A young dancer discovers terpsichorean beauty at a Jewish wedding. Instead of dancing her solo at the ballet recital, Sarah has to attend her cousin's wedding. Defiantly dressed in her ballet costume, Sarah finds herself drawn in by the beautiful movements of the Jewish wedding ceremony. At the reception, the klezmer band plays as friends and family dance around the bride and groom. Sarah doesn't want to join in--it's not as graceful as ballet--but when her cousin pulls her into the circle, Sarah loses herself in the music as she dances her solo at long last. The descriptive third-person narration provides natural pauses for questions and discussion during a read-aloud. While Sarah's love of dance is a major plot driver, this book is more about Jewish culture than ballet. Backmatter provides insight into Jewish wedding traditions. Unfortunately, there are two illustrations that incorrectly depict ballet positions and movements. Ballet inconsistencies aside, the celebratory illustrations are cheerful and inviting. They employ exuberant, sometimes squiggly, linework and a color palette contrasting rosy red with cool turquoise and blue. Main characters are drawn with pale pink skin; Sarah has red hair. Wedding guests and musicians include people of all ages with a variety of skin tones, hair colors/textures, and body shapes. One guest uses a wheelchair. Teaches about and celebrates Jewish religious and cultural wedding traditions.-- "Kirkus Reviews, February 1, 2021"

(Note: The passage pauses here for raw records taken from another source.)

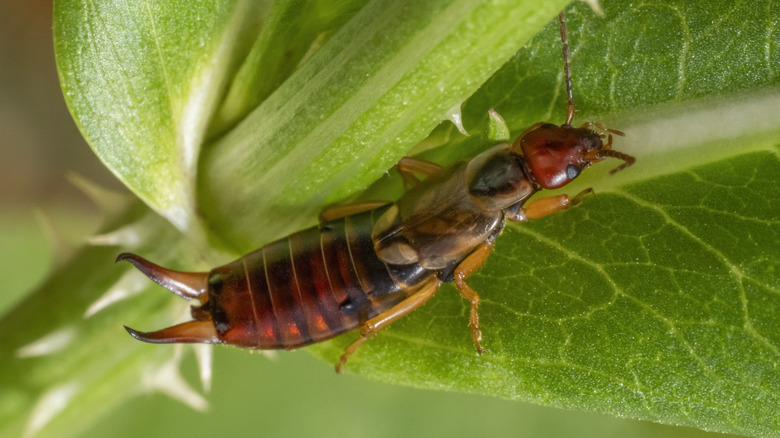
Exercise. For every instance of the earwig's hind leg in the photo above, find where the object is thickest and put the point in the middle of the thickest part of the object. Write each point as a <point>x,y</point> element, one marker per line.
<point>546,206</point>
<point>372,326</point>
<point>187,285</point>
<point>464,270</point>
<point>408,166</point>
<point>188,332</point>
<point>334,212</point>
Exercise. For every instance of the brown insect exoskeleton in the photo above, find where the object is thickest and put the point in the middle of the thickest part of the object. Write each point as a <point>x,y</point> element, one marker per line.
<point>369,264</point>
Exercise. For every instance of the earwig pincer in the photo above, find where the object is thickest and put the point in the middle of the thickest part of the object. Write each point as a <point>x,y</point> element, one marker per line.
<point>369,264</point>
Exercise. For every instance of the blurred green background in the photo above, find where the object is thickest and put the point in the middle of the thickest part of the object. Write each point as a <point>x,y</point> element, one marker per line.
<point>43,217</point>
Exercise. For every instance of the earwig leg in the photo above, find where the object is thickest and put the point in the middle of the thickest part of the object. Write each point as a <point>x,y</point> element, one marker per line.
<point>334,212</point>
<point>187,285</point>
<point>408,166</point>
<point>546,206</point>
<point>405,307</point>
<point>464,271</point>
<point>189,332</point>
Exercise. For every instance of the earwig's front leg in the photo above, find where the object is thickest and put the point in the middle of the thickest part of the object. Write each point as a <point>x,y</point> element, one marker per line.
<point>405,307</point>
<point>546,206</point>
<point>464,271</point>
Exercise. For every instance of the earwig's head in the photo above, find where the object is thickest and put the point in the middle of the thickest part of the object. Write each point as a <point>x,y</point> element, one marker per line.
<point>555,155</point>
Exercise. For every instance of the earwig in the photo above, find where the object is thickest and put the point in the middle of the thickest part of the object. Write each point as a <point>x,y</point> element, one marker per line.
<point>369,264</point>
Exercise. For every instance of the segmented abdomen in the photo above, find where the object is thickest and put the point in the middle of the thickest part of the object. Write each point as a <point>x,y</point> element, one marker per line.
<point>308,287</point>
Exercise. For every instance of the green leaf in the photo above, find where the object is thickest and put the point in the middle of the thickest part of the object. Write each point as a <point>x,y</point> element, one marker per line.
<point>380,85</point>
<point>142,80</point>
<point>656,299</point>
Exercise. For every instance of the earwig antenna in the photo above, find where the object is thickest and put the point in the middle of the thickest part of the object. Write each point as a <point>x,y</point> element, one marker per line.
<point>566,68</point>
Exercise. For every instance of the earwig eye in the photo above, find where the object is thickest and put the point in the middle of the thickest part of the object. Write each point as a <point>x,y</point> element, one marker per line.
<point>573,171</point>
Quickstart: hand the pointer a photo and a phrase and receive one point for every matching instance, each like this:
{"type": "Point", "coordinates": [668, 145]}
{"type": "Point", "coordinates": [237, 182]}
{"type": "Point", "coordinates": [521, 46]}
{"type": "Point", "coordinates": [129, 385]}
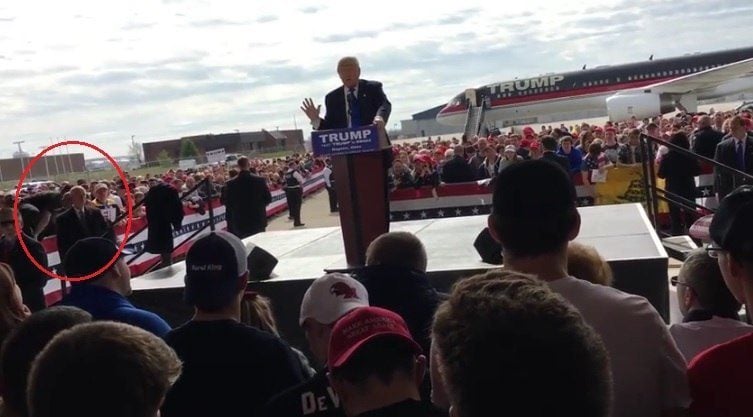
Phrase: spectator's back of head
{"type": "Point", "coordinates": [23, 345]}
{"type": "Point", "coordinates": [256, 311]}
{"type": "Point", "coordinates": [584, 262]}
{"type": "Point", "coordinates": [730, 230]}
{"type": "Point", "coordinates": [216, 272]}
{"type": "Point", "coordinates": [371, 350]}
{"type": "Point", "coordinates": [102, 369]}
{"type": "Point", "coordinates": [397, 249]}
{"type": "Point", "coordinates": [328, 299]}
{"type": "Point", "coordinates": [506, 342]}
{"type": "Point", "coordinates": [243, 163]}
{"type": "Point", "coordinates": [12, 310]}
{"type": "Point", "coordinates": [533, 209]}
{"type": "Point", "coordinates": [549, 143]}
{"type": "Point", "coordinates": [703, 278]}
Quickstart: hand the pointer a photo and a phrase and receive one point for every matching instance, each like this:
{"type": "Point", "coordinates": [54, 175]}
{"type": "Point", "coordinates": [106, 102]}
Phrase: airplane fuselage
{"type": "Point", "coordinates": [589, 89]}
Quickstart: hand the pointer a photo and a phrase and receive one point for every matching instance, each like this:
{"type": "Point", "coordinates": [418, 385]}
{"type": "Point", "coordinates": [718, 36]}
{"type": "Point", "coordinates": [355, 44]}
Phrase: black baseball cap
{"type": "Point", "coordinates": [531, 190]}
{"type": "Point", "coordinates": [732, 225]}
{"type": "Point", "coordinates": [213, 265]}
{"type": "Point", "coordinates": [89, 255]}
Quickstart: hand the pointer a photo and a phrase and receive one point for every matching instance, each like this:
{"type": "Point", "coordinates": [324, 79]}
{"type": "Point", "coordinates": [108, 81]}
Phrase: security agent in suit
{"type": "Point", "coordinates": [736, 151]}
{"type": "Point", "coordinates": [357, 103]}
{"type": "Point", "coordinates": [79, 222]}
{"type": "Point", "coordinates": [246, 199]}
{"type": "Point", "coordinates": [294, 193]}
{"type": "Point", "coordinates": [549, 143]}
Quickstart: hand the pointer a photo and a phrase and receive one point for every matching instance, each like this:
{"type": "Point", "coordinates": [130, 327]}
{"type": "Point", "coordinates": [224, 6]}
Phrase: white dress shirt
{"type": "Point", "coordinates": [694, 337]}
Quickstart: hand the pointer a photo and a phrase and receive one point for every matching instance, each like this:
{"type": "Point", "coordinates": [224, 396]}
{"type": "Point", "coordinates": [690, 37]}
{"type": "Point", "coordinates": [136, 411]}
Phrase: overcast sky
{"type": "Point", "coordinates": [102, 71]}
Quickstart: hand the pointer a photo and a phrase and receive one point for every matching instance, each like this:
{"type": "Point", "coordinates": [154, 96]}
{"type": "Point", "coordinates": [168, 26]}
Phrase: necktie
{"type": "Point", "coordinates": [353, 109]}
{"type": "Point", "coordinates": [740, 156]}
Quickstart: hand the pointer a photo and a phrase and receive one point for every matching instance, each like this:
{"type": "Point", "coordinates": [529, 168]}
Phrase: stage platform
{"type": "Point", "coordinates": [621, 233]}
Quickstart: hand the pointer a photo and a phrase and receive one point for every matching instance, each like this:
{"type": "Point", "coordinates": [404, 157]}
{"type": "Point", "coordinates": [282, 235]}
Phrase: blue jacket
{"type": "Point", "coordinates": [575, 157]}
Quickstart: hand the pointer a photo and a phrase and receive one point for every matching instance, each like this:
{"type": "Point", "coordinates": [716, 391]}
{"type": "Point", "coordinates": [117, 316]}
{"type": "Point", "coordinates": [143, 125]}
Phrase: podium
{"type": "Point", "coordinates": [359, 157]}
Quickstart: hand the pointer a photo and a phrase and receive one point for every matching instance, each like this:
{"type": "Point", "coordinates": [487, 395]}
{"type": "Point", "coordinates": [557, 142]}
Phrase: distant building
{"type": "Point", "coordinates": [247, 143]}
{"type": "Point", "coordinates": [425, 124]}
{"type": "Point", "coordinates": [46, 167]}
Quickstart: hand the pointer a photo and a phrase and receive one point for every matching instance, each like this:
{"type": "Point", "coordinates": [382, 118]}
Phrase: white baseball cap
{"type": "Point", "coordinates": [331, 297]}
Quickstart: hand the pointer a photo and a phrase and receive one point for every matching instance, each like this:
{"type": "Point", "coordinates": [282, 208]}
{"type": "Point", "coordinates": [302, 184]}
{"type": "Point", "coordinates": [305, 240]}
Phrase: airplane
{"type": "Point", "coordinates": [640, 90]}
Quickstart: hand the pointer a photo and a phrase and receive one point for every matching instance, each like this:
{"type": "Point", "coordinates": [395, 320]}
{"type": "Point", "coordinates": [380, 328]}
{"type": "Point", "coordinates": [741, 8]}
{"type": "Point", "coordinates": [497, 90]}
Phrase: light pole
{"type": "Point", "coordinates": [46, 166]}
{"type": "Point", "coordinates": [54, 158]}
{"type": "Point", "coordinates": [70, 164]}
{"type": "Point", "coordinates": [21, 155]}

When a child has been looking forward to a special event and has to miss it because of a family commitment, it is difficult to reassure her that life will go on -- especially one for which she has prepared and practiced, such as a music or dance recital. In this lovely story, young Sarah is disap-pointed to learn that her cousin's wedding conflicts with the long awaited recital at which she was to dance a solo. Nevertheless, off she goes to the wedding because family is family. During the wedding, Sarah observes many customs and traditions unique to a Jewish wedding. The bride circles the groom under a chuppah. There is lively hora-style dancing at which the bride and groom are lifted high up on chairs, gazing down at the crowd below. Music and dance are everywhere; the circling under the chuppah looks almost like a dance, and the circle dancing is inclusive and fun. The bride draws Sarah into the center of the circle to dance with her; Sarah, caught up in the joy of the moment, dances on and on. The guests applaud her with fervor and Sarah basks in the sound of the applause. Her concluding curtsy is elegantly executed. Sarah real-izes that she has performed her dance solo to an admiring audience! It seems that dreams can come true at unexpected times and in unanticipated ways. The story is as gracefully presented as a well-rehearsed dance number, and the illustrations whirl the story to even greater heights. The fancy bun atop Sarah's red hair and her puffy party dress are every aspiring young ballerina's dream. Homey Jewish touches include a menorah on the family bookshelf and an unmistakable aura of simcha at the wedding. The musicians ooze a klezmer vibe; one can practically hear the music coming off the page. The multicultural crowd, the wheelchair which looks right at home on the dance floor, the mix of young and old celebrating together, all transmit their gentle lessons subtly but clearly. A clever afterword is both a glossary of terms and a summary of the traditions found at a Jewish wedding, all of which the reader has encountered within the pages of the story. The descriptions incorporate the story itself, making this endnote feel woven into the text as an integral part of the book. The importance of celebrating milestones with family is highlighted and children (and adults, too) will be reminded that there are many ways to fulfill long-treasured dreams.--Michal Hoschander Malen "Jewish Book Council, March 1, 2021"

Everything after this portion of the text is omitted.